The investigators in this study followed 218 participants for two years. The average age was 38, and 70 percent were women. At the time of enrollment, they could have a body mass index (BMI) up to 28, but no lower than 22. The groups were randomized to either continue with their normal diet or participate in a calorie-restricted diet. The diet contained approximately 25 percent fewer calories than they had previously eaten.
Why did the researchers choose a 25 percent reduction in calories? They thought this level was the most that could be reduced and sustained for the entire two-year study. Participants met in groups and had web-based resources to assist with their diet. Registered dietitians monitored participants’ weekly food diaries to determine total calories. All participants were encouraged to exercise at least five days a week for 30 minutes at a time.
The authors reported several important findings. First, and not too surprisingly, the people in the group who ate fewer calories lost more weight. On average, people in this group lost 7.6 kg (16.7 lbs) compared to those in the other group, who lost 0.4 kg (0.9 lbs).
What was even more interesting was the impact of calorie restriction on quality of life. Those who restricted calories reported better moods and less daily tension, and they rated their overall health better throughout the study period.
The calorie-restricted group also reported improved sleep duration and quality. Finally, the calorie-restricted group experienced more sexual drive and arousal, and better sexual relationships, than the other group.

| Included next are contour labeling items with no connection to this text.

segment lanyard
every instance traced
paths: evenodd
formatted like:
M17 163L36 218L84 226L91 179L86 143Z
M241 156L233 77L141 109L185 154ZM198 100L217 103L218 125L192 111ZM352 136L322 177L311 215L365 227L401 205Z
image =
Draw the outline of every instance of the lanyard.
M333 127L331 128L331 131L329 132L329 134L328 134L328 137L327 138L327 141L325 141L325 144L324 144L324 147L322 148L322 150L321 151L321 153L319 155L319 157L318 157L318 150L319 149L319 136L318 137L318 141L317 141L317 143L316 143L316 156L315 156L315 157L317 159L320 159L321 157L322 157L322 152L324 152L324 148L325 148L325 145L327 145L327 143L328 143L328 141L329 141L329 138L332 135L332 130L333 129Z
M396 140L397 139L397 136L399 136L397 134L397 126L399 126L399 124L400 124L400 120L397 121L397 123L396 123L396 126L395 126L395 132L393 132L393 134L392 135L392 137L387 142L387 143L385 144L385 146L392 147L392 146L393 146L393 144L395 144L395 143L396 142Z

Is a Low-Calorie Diet Right for You?
If you’re overweight or obese, the choice may be simple. Weight loss is a critical lifestyle choice to improve your general health and lower your risk of cardiovascular disease, diabetes, sleep apnea, premature joint disease, high blood pressure, and cancer.
But lowering your risk for these diseases is only part of the potential benefit of cutting calories. Many other benefits of calorie restriction can improve your qualify of life and daily functioning. If you’re in the normal weight range, this new study also suggests a potential benefit of calorie restriction if done carefully — as long as your BMI doesn’t drop below 22.
If you chose to cut your calories, consider the expertise of the study investigators in this trial and aim for a 25 percent reduction. This is the level at which there was some benefit and that was at the same time tolerable, so it’s possible to keep it up. Here’s how to get started:
- Keep an accurate diary of your food intake for one to two weeks.
- Use an online calorie counter to help you determine your daily calorie intake.
- Plan to restrict your calorie intake by 25 percent over the next month.
- Write out a menu each week that includes a wide variety of foods that you enjoy.
One of the easiest ways to cut calories is to increase your intake of whole fruits and vegetables, which you’ll find are more filling and less calorie dense. Also consider making these diet changes with other people, who can provide social support and accountability — powerful ways to improve the likelihood that you’ll succeed.
As you begin to experience the improved quality of life, sleep, and other benefits, these will help positively reinforce your goals and make the calorie-restricted diet a daily habit. And as you feel better, become more active, and maintain a healthy diet, you’ll have the added benefit of having to see your local cardiologist less.